Haskell module namespaces proposal


This is an annoucement of a new mailing list, and a proposal for three things:

A formatted version of this proposal appears on the web at http://www.cs.york.ac.uk/fp/libraries/

The new mailing list is for the discussion of these proposals. Please subscribe if you are interested. Follow-ups set accordingly.

Mailing list details

libraries@haskell.org

The purpose for this new list is to:

(a) discuss an extension to Haskell to provide a richer module namespace,
(b) discuss how to partition this namespace and populate it with libraries,
(c) discuss how to provide a consistent set of libraries for all compilers, and the setting up of a common library repository.

To subscribe: http://haskell.org/mailman/listinfo/libraries/

Introduction

Everyone agrees that Haskell needs good, useful, libraries: lots of them, well-specified, well-implemented, well-documented. A problem is that the current "Standard Libraries" defined by the Haskell'98 Report number only about a dozen.

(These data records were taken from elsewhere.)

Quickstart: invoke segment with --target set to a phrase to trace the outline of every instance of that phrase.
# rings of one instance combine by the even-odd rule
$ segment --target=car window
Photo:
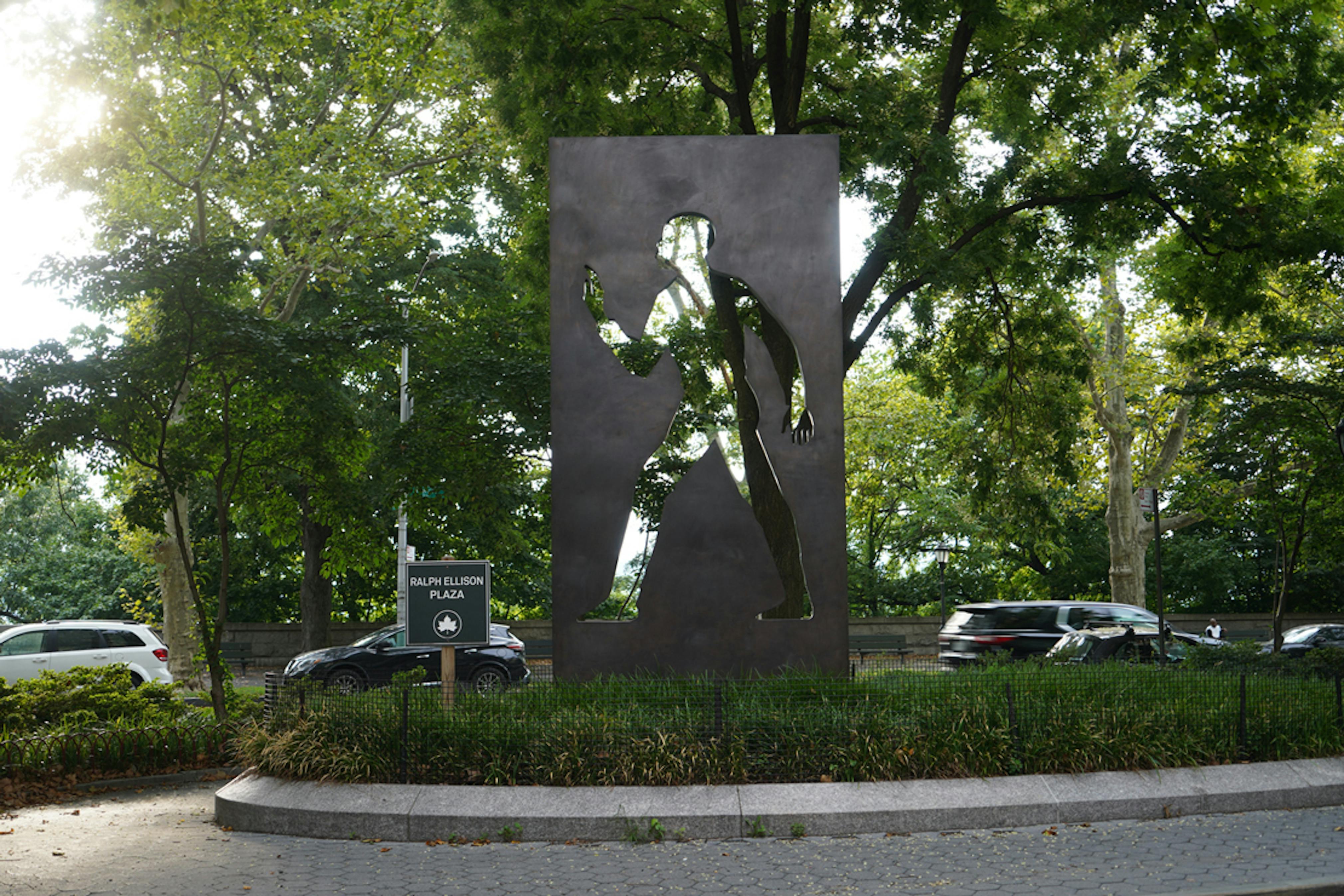
[[[996,629],[1052,629],[1055,607],[999,607]]]
[[[379,629],[378,631],[371,631],[371,633],[366,634],[363,638],[360,638],[359,641],[356,641],[351,646],[352,647],[371,647],[371,646],[374,646],[375,643],[378,643],[379,641],[382,641],[383,638],[386,638],[387,635],[390,635],[394,631],[396,631],[396,626],[386,626],[383,629]]]
[[[1097,643],[1097,638],[1090,638],[1081,631],[1073,634],[1066,634],[1055,646],[1050,650],[1050,656],[1055,660],[1071,660],[1074,662],[1082,662],[1093,646]]]
[[[992,614],[988,611],[972,613],[970,610],[957,610],[948,617],[949,629],[988,629]]]
[[[1140,607],[1107,607],[1107,610],[1110,610],[1111,619],[1126,625],[1133,625],[1136,622],[1146,622],[1152,625],[1157,622],[1156,615]]]
[[[1110,621],[1110,607],[1103,607],[1101,604],[1091,607],[1074,607],[1068,611],[1068,626],[1073,629],[1086,629],[1087,623],[1106,625]]]
[[[108,642],[109,647],[142,647],[145,642],[141,641],[140,635],[134,631],[126,631],[125,629],[103,629],[102,639]]]
[[[17,657],[26,653],[42,653],[44,631],[24,631],[0,643],[0,657]]]
[[[97,650],[102,646],[102,639],[93,629],[56,629],[52,650]]]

But there are actually many more libraries out there: some are in GHC's hslibs collection, others are linked from haskell.org, even more are used only by their original author and have no public distribution.

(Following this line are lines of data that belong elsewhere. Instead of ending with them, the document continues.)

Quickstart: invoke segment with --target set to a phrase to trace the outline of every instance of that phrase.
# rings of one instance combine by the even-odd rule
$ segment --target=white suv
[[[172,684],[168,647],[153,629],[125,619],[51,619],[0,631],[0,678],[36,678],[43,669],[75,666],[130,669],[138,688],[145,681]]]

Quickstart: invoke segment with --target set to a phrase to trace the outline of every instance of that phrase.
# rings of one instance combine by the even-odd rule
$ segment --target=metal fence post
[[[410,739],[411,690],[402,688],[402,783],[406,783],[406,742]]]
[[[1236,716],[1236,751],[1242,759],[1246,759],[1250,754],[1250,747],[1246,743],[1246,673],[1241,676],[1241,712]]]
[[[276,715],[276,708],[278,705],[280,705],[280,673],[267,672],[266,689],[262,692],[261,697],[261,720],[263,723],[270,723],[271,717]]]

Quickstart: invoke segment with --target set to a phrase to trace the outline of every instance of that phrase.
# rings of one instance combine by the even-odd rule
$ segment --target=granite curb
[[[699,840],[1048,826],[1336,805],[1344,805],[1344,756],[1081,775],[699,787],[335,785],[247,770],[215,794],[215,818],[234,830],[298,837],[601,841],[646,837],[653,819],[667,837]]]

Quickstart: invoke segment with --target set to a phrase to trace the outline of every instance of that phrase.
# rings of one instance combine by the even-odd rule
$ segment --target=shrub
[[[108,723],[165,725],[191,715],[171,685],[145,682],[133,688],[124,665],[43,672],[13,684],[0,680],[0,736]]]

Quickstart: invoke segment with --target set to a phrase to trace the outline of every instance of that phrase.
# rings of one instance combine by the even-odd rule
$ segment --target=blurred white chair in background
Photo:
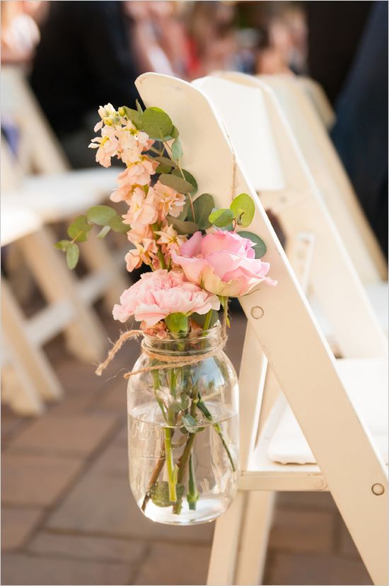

What is more, there is no Haskell Committee. There is no-one to decide which candidate libraries are worthy to be added to the "Standard" set. This stifles the possible distribution of great libraries, because no-one knows how to get my library "accepted".

Furthermore, the existing libraries that people distribute from their own websites often run into problems when used alongside other people's libraries. A library usually consists of several modules, but often the constituent modules have simple names that can easily clash with modules from another library package. This leads people to ad hoc solutions such as prefixing all their modules with a cryptic identifier e.g.

        HsParse
        XmlParse
        HOGLParse
        THIHParse

Just counting the libraries currently available from GHC's hslibs, and haskell.org's links, there are currently over 200 separate modules in semi-"standard" use. As more libraries are written, the possibility of clashes can only increase.

Related to this problem, although not identical, is the difficulty of finding a library that provides exactly the functionality you need to help you write a specific application program. How do you go about searching through 200+ modules for interesting-looking datatypes and signatures, starting only from the module names?

My View

My view is that many of these problems are rooted in Haskell's restriction to a flat module namespace. If we can address that issue adequately, then I believe that many of the difficulties surrounding the provision of good libraries for Haskell will simply fall away.

Proposal 1

Introduce nested namespaces for modules. The key concept here is to map the module namespace into a hierarchical directory-like structure. I propose using the dot as a separator, analogous to Java's usage for namespaces.

So for instance, the four example module names above using cryptic prefixes could perhaps be more clearly named

    Haskell.Language.Parse
    Text.Xml.Parse
    Graphics.Drawing.HOpenGL.ConfigFile.Parse
    TypeSystem.Parse

Naming proceeds from the most general category on the left, through more specific subdivisions towards the right.

For most compilers and interpreters, this extended module namespace maps directly to a directory/file structure in which the modules are stored. Storing unrelated modules in separate directories (and related modules in the same directory) is a useful and common practice when engineering large systems.

(But note that, just as Haskell'98 does not insist that modules live in files of the same name, this proposal does not insist on it either. However, we expect most tools to use the close correspondance to their advantage.)

There are several issues arising from the particular proposal here.

Further down this document, I give more motivation and a rationale for this proposal of nested namespaces. But first, two other proposals which rest on the first one.

Proposal 2

Adopt a standardised namespace layout to help those looking for or writing libraries, and a "Std." namespace prefix for genuinely standard libraries. (These are two different things.)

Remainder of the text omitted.